My Lords, that was one of the most powerful statements I have heard in this House, coming from someone who knows what it is like to suffer. It is a horrible tragedy that the Amess family have suffered. I echo the noble Baroness who introduced the amendment in saying that our thoughts and prayers are with them tonight, and for the repose of Sir David’s soul.

I was not sure that I could add much to this debate, but I gave it some thought and would like to share some personal observations. Thinking about the amendment, I recalled the singing of the hymn, “Abide With Me”. I have heard it sung twice recently: first, when I tuned into a vigil mass celebrated by Canon Pat Browne, the Roman Catholic priest in Parliament, on the eve of Armistice Day, and, again, when I watched the Festival of Remembrance at the Albert Hall on television. What kept coming into my mind was a line in that hymn:

“Hold Thou Thy cross before my closing eyes.”

Those words express what I believe many people of the Christian faith hope for at the end of life. They emphasise how important it is to receive spiritual comfort.

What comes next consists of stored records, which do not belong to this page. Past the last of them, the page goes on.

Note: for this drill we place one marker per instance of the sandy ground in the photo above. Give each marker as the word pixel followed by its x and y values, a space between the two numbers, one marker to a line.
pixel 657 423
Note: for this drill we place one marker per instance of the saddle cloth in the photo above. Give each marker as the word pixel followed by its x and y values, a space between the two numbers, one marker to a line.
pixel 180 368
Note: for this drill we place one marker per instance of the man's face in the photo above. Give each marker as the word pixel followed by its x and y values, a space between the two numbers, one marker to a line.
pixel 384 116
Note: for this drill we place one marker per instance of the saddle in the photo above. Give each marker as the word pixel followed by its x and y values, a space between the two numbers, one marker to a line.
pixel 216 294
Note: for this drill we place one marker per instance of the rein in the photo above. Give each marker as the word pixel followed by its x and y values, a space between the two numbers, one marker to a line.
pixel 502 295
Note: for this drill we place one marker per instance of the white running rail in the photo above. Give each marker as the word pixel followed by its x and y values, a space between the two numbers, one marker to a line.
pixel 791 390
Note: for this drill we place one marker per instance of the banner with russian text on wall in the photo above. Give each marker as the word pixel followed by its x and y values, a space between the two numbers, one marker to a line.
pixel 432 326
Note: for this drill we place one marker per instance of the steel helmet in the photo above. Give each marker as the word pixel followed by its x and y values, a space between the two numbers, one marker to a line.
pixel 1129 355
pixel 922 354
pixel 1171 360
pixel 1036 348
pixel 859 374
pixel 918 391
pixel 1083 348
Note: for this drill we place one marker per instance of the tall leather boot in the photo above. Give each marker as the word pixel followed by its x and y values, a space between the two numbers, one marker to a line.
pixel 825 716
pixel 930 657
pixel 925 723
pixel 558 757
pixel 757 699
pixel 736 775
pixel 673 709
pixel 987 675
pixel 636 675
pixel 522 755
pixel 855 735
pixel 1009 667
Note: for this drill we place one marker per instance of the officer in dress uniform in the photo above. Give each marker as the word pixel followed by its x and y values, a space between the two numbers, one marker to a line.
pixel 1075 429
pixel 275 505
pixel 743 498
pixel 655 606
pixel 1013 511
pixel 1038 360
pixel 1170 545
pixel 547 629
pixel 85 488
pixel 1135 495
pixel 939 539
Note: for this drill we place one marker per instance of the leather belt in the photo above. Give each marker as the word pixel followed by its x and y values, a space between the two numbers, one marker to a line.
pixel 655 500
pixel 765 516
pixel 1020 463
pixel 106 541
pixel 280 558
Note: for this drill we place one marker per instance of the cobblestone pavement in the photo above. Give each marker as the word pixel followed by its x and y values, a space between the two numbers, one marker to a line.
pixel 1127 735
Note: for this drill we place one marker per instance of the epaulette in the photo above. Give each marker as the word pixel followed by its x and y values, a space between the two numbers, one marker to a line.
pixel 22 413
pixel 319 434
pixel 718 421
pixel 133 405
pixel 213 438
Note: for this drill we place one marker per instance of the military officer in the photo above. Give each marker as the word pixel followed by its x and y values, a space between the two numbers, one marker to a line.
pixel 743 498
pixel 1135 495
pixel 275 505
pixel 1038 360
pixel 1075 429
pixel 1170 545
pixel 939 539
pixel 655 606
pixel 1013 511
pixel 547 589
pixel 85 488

For Catholics like me, the last rites are an important and spiritual passage, a sacrament, an opportunity for reflection on past failings and for seeking forgiveness and reconciliation. I bear witness from within my own family of the peace experienced by loved ones when they were supported in their faith by a priest administering the last rites.

People of faith, whether Jews, Muslims, Christians or indeed of any other faith belief, desire the spiritual support that their faith can give them at the end of life. More widely, I think that many of my friends who have no faith would always wish to be surrounded by family and friends at the end of that life. Let us ask ourselves: who among us would not hope to leave this life comforted by family and friends or, as in the case promoted in this amendment, by a priest?

I strongly agree with the noble Baroness, Lady Stowell, who made it clear that this is a probing amendment and the matter does not require legislation. Rather, it requires a little bit of common sense, perhaps education, training and research, so that the blue-light services, especially the police, recognise this matter and treat a request such as the one that has prompted the tabling of this amendment in a way that will allow a minister of religion to be with a dying person at the end.